Turning up Security on Data Services Part 2

In this lesson, we review the security aspects of several AWS data and machine learning services. We cover visualization tools, data warehousing solutions, and inference services, along with natural language processing, transcription, and translation. Each section describes the security features of the service, the encryption methods used, and complements the discussion with relevant diagrams.

Amazon QuickSight

Amazon QuickSight is a visualization tool that lets you build dashboards by pulling data from sources such as Lake Formation, Athena, and the AWS Glue Data Catalog. As a fully managed service, QuickSight natively encrypts data both at rest and in transit. This encryption covers stored data, temporary storage within its SPICE engine, and all data movement. In addition, QuickSight integrates with CloudWatch for monitoring execution flows and metrics without requiring extra configuration.
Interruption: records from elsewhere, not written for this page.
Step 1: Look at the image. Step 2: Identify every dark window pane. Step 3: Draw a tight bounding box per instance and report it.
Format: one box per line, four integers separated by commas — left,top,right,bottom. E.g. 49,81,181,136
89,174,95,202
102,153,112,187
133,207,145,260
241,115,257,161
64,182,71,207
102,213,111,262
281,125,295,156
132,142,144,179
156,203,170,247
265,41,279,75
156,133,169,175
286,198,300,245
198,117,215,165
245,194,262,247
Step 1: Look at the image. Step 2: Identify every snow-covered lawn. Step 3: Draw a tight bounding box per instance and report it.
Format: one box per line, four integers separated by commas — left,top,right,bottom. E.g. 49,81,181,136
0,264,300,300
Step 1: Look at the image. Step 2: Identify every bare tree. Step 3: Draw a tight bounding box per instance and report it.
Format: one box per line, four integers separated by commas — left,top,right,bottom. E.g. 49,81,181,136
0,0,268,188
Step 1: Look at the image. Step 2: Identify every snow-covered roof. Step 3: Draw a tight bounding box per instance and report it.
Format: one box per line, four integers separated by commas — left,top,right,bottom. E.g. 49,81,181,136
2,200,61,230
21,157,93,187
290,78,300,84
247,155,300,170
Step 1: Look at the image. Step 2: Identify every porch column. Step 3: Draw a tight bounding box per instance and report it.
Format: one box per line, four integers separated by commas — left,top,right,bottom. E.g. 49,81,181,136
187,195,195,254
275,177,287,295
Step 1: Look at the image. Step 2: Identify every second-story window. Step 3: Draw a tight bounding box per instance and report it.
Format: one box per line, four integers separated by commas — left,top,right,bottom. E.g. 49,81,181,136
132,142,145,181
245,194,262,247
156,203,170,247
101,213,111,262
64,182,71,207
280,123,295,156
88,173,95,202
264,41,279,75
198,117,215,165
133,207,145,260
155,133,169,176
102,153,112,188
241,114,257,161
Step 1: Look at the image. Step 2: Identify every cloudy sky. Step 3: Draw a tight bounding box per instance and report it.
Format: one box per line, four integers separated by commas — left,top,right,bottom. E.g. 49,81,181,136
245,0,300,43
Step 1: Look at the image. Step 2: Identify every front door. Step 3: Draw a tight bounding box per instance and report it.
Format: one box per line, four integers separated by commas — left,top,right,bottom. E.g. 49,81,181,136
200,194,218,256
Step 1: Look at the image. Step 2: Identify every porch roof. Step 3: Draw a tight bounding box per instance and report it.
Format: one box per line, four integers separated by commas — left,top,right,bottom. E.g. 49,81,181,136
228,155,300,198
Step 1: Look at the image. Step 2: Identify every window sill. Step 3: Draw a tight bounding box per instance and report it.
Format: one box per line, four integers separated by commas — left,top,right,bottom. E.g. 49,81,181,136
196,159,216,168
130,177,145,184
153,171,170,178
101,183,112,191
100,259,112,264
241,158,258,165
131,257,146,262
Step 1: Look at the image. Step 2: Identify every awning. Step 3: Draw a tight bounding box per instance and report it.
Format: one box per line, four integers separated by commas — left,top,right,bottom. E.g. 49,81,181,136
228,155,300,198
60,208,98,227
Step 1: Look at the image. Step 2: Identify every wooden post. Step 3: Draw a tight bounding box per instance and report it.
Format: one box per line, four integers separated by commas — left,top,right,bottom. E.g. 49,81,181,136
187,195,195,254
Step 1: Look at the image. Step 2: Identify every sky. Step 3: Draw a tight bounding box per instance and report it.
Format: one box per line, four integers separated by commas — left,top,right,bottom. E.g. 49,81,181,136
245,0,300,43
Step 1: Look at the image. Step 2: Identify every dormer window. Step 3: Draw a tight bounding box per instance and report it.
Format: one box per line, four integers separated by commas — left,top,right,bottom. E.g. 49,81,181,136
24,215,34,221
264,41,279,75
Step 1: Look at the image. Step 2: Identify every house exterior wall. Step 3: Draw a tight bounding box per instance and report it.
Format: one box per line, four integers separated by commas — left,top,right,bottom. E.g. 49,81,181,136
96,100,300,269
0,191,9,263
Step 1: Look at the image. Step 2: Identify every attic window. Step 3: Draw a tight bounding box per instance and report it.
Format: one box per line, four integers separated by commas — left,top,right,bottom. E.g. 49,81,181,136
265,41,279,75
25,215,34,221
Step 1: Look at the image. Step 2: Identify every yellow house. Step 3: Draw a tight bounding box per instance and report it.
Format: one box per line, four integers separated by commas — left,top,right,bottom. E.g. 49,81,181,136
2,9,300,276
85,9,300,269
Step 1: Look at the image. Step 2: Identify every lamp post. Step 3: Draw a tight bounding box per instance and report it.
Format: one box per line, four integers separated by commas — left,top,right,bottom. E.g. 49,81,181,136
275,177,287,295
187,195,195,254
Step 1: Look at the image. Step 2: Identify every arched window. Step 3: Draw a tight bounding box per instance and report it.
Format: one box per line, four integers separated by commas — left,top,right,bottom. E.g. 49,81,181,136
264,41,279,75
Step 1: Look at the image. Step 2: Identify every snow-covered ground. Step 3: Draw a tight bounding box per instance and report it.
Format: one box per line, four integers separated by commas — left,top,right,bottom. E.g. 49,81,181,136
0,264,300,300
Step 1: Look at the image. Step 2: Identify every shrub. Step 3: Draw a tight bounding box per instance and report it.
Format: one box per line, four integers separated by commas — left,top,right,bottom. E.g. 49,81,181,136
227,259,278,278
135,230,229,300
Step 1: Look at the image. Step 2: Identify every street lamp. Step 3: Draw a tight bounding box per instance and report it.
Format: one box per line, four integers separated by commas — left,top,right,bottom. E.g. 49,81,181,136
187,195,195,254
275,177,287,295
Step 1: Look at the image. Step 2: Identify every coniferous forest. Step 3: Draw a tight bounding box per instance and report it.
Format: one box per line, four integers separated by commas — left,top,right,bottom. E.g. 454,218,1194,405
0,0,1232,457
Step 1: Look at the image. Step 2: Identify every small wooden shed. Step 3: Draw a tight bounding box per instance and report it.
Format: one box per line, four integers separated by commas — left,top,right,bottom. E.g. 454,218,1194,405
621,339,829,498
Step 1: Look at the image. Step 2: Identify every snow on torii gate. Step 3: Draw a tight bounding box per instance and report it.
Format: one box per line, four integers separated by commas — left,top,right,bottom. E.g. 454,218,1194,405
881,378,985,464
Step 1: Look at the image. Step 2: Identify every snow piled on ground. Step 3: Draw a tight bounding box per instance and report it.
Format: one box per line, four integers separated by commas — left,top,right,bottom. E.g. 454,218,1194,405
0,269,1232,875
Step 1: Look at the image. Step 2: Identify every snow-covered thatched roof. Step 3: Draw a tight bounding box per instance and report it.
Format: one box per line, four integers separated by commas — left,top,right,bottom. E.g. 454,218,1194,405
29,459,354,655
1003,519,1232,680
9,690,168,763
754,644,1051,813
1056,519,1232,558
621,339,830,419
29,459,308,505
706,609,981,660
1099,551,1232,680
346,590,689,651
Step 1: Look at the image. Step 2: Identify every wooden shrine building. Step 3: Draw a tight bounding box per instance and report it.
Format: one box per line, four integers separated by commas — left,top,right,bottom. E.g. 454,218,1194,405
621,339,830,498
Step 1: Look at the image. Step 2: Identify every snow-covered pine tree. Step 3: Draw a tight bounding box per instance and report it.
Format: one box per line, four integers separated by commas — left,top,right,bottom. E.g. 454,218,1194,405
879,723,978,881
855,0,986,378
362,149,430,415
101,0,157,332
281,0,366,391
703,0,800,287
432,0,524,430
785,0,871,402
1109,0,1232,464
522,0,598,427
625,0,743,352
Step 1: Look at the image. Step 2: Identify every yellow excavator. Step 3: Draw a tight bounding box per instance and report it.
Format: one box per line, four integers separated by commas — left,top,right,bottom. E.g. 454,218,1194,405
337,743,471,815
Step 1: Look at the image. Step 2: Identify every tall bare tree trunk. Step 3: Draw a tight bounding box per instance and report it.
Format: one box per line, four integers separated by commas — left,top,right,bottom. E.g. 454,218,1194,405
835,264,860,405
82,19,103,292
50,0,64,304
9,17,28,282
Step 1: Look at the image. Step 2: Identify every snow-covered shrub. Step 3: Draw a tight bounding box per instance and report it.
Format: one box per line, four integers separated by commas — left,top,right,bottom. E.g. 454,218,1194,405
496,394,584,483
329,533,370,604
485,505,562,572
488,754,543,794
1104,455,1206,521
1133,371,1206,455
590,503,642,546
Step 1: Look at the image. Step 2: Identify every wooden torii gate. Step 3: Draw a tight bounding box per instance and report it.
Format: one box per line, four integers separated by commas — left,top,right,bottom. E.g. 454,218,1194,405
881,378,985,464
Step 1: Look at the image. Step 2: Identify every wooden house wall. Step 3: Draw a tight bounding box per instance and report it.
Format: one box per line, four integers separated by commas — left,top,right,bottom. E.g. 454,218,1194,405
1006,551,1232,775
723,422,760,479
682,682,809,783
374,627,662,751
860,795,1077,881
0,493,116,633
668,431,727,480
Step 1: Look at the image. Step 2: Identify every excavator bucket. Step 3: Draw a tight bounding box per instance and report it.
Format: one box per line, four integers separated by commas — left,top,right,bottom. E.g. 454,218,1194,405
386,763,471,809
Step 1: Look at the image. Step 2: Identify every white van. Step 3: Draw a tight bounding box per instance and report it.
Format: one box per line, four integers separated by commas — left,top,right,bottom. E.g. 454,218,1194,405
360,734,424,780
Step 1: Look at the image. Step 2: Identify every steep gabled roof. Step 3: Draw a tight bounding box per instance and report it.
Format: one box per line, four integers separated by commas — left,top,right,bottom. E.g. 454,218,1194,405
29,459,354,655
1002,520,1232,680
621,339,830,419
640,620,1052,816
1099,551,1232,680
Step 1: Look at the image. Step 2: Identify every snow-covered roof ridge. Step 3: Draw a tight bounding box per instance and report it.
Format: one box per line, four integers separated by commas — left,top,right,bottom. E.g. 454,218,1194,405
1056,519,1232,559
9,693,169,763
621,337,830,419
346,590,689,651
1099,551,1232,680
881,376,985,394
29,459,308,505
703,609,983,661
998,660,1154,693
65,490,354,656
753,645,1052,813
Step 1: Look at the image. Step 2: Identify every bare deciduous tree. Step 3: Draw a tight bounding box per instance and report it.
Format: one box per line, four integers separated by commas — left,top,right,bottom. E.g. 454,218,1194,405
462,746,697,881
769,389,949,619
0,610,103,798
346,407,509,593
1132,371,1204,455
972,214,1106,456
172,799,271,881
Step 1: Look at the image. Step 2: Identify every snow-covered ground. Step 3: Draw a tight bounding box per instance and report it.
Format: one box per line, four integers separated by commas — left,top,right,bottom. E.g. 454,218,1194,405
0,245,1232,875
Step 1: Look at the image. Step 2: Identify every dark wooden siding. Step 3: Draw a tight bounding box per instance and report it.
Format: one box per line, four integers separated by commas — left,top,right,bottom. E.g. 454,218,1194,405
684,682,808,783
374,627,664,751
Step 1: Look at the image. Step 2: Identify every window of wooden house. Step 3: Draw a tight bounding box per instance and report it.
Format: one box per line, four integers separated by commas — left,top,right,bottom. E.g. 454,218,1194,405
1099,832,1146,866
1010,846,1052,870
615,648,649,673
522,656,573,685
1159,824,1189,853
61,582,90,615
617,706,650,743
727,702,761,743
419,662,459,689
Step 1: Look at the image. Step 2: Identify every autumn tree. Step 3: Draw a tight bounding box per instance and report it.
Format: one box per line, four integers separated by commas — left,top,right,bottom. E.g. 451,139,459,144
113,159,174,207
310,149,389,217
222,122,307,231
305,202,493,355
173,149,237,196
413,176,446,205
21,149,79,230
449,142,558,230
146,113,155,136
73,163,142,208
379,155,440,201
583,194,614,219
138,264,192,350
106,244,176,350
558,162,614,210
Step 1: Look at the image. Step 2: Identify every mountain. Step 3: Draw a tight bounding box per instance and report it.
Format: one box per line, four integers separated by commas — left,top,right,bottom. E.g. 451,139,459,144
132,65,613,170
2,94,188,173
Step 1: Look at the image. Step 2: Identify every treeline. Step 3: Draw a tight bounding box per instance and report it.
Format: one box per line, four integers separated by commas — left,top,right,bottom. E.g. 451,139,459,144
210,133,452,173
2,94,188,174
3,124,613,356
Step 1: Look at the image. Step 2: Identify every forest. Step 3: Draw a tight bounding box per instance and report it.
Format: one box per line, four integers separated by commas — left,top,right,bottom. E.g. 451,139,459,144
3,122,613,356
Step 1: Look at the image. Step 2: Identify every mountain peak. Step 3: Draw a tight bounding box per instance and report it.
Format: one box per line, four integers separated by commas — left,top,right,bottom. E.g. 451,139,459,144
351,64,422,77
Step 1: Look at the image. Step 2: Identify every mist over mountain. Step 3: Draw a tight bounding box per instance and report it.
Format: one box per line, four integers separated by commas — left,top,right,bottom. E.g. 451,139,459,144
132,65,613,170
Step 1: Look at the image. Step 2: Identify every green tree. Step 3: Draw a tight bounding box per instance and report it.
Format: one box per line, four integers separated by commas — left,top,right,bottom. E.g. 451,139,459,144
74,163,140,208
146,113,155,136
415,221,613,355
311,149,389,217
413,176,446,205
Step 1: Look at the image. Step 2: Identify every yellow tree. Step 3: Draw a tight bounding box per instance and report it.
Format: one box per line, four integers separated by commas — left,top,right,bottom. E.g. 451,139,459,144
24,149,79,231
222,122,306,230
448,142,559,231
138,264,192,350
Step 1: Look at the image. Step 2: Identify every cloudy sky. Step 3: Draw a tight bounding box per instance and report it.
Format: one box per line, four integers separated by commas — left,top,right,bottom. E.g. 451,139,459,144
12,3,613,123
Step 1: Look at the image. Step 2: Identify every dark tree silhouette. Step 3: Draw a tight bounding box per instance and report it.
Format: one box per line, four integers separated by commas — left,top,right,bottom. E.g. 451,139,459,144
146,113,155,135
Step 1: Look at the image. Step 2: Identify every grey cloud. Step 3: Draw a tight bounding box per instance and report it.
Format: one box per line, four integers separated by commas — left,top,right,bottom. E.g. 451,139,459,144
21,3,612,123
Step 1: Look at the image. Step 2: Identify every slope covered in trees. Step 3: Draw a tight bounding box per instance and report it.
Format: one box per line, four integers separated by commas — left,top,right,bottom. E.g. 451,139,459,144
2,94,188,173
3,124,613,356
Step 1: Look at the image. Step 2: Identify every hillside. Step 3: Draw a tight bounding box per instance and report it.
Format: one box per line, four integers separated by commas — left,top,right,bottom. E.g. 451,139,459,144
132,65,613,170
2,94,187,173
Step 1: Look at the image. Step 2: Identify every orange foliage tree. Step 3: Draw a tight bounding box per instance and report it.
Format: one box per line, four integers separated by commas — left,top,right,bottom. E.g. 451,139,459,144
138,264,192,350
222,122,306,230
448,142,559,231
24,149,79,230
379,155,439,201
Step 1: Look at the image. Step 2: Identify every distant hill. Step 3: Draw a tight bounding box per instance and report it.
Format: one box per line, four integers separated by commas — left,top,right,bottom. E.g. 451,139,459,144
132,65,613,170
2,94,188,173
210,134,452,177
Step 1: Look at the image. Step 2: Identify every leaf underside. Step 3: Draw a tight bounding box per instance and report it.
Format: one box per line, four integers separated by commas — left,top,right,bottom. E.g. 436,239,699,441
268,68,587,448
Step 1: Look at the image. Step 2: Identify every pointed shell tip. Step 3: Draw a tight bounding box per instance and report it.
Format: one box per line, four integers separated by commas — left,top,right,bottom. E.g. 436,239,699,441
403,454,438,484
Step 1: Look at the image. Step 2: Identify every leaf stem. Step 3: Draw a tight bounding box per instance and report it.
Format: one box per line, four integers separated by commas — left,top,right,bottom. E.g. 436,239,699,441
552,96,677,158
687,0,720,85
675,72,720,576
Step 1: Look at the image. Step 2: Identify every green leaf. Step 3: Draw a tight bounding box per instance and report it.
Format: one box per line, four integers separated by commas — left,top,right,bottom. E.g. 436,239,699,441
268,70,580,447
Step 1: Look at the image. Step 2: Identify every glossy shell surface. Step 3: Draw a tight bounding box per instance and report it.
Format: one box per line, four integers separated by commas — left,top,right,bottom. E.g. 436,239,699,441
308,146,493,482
The image presents a scenario where a financial services company is evaluating Amazon QuickSight for data visualization, focusing on encryption features. It lists four options regarding QuickSight's encryption capabilities for data security.

Amazon Redshift and Data Warehousing

Amazon Redshift is an SQL-based data warehousing solution that offers performance insights with automatic logging. Its tight integration with IAM and encryption mechanisms makes it a secure choice for managing large volumes of data. For more detailed aspects of its security features, refer to the dedicated sections later in this lesson.

Amazon SageMaker

Amazon SageMaker provides a platform for building, training, and deploying machine learning models. Its security features are designed to protect sensitive data during the entire machine learning lifecycle. Key aspects include:

Notebooks and Studio: SageMaker Notebooks (essentially EC2 instances running Jupyter) automatically encrypt data at rest and in transit.
Training Jobs: Enable inner-container traffic encryption during training by specifying the appropriate encryption parameter in the API.
VPC Access and Storage Encryption: Deploy SageMaker within a VPC to restrict public Internet access, and enforce storage encryption using custom keys.

The image is a diagram illustrating the security design for Amazon SageMaker, showing the flow from users through IAM permissions to SageMaker, and its components like Notebook, Training, and Model. It highlights SageMaker's role in training and deploying machine learning models.

For secure configurations, ensure that:

Inner container traffic encryption is set to true.
SageMaker is deployed in a VPC to isolate instances from the Internet using security groups and specific VPC endpoints.

The image presents a question about Amazon SageMaker notebook features, offering four statements to identify the best description.

The image is a diagram illustrating Amazon SageMaker's security features, showing multiple training instances connected to Amazon S3 for data access using SageMaker Pipe mode. It also mentions encryption of data at rest and in transit.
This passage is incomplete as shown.